Maybe they were discussing whether the winger should make unnecessary contact with the corner flag as he scored, having demonstrated to Ben Earl that even a fast No 8 is still just an eight. Or the way the southeast part of the pitch makes a kick bounce up into his path for a third try, the first hat trick in 129 Calcutta Cups. Or how to time a yellow card to come at the same time as the Man of the Match award, to become part of trivia questions for a century.
All in all, England looked better prepared for the game and so they were: ten quick points, a larcenous lineout, and the stadium turned dour and grumpy. For 20 minutes, Steve Borthwick’s plan was apparent.
But then the ball was dropped and flung away; on the other hand, ruck cleaning maniac Rory Darge refused to engage in auld Scottish “what might have been” captaincy. He and Russell engineered the patient comeback.
Huw Jones discovered passing this season.
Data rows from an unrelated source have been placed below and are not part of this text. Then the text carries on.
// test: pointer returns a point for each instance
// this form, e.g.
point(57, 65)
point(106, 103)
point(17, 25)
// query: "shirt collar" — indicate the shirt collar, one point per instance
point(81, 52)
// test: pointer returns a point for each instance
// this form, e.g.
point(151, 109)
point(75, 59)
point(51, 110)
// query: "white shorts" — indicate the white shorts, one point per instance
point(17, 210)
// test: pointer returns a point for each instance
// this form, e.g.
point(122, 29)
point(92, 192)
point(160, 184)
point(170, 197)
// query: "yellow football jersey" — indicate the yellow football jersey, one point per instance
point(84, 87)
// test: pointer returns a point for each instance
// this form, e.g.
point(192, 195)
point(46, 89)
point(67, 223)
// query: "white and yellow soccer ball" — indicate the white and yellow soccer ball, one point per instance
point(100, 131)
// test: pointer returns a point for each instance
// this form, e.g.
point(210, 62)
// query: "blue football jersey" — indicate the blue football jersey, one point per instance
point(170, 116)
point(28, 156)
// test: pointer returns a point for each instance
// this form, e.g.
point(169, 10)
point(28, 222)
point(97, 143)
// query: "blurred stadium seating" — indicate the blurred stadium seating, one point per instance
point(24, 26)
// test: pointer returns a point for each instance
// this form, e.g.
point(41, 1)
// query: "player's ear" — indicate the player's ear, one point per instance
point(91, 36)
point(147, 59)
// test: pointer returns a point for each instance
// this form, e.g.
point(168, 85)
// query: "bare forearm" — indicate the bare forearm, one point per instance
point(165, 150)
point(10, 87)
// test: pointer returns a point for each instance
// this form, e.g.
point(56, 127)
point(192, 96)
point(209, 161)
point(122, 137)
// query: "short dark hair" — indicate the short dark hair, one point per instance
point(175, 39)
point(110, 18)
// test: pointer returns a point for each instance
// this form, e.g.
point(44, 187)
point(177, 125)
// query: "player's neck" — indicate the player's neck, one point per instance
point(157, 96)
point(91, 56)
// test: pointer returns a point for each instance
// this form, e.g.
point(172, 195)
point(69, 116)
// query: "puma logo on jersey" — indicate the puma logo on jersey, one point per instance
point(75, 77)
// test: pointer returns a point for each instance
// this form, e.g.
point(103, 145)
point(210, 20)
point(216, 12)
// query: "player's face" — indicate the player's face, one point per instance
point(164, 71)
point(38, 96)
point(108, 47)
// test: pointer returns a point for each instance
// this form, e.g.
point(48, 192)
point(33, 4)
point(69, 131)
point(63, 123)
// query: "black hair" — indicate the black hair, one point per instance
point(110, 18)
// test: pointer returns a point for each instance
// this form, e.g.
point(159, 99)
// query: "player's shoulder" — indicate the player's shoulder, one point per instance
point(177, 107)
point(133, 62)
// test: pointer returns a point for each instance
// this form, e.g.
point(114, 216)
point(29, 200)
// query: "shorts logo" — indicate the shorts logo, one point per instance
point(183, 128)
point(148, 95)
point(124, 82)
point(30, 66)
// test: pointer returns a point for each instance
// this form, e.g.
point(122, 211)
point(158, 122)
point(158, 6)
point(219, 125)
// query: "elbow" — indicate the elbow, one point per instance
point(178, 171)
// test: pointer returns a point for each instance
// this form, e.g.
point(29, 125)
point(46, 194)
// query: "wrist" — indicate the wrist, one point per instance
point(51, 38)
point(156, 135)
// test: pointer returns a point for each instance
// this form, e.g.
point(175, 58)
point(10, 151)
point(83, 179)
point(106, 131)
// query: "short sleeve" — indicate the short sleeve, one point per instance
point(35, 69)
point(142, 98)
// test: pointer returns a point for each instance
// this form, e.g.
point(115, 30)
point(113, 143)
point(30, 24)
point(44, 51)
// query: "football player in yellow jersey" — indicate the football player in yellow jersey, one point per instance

Rather than “Ask Finn,” Duhan might have asked Huw. Twice he set the flier free.
By halftime, the roar had returned to the high stadium; joining one of the best musical playlists in the sport. A late afternoon start affords the halftime stroller a view of the dramatic sky.
England lacked gamebreakers, whilst fully loaded Scotland just needed good ball.
The four-point lead grew to nine, as about 64,000 of the 67,000 spectators started to smile and then sing and dance and know.
Even 14 points down, England did not have a clear path to line breaks: it was kick and hope, which worked only once.
The Cup won, the sun gone down, and Edinburgh turned into one large party.
A post-match concert in the fields, fish and chips at the ready, a loose policy around tram ticketing, happy kilts, and the promise of pints: a brilliant aftermath.
A celebration in Edinburgh is simple: start high at a packed haute cuisine place, where our table grew from five to ten which meant I was sitting on a wine rack losing the breakdown to a Shetlander like Sam Underhill did, and end low in the Bottoms, at a bar which seemed like a sauna and ran out of ice. With each glass, the feats were even more epic, like Vikings telling tales in the mead hall.
Choke tackles in bars are not as legal as the nine or ten at the game.
Add gin long enough to the Aberdeen and Shetland dialects and one is reduced to sign language or Italian.
Each team left with one loss but one is full of joy and already dreaming of bringing their party to Dublin to spoil Irish dominance. Why not?
The only holes Ireland have are exactly where Scottish swords fit.
A veteran gunslinger against a young one; a wing with size and speed against a small one.
And a loose trio which is clever at getting the rub of the green.
Jamie Ritchie and Darge freed Jack Dempsey to ramble; England was small at number eight and slow at seven. Ireland has counters but will need better play from blindside.
Bleary eyed rugby analysis is my favourite kind, but after listening to myths and legends all night from the north proclaimed by beautiful and magical strangers, I left the bar early Sunday asking myself: “And what if I open a wee bar on Shetland called the Thirsty Fist?”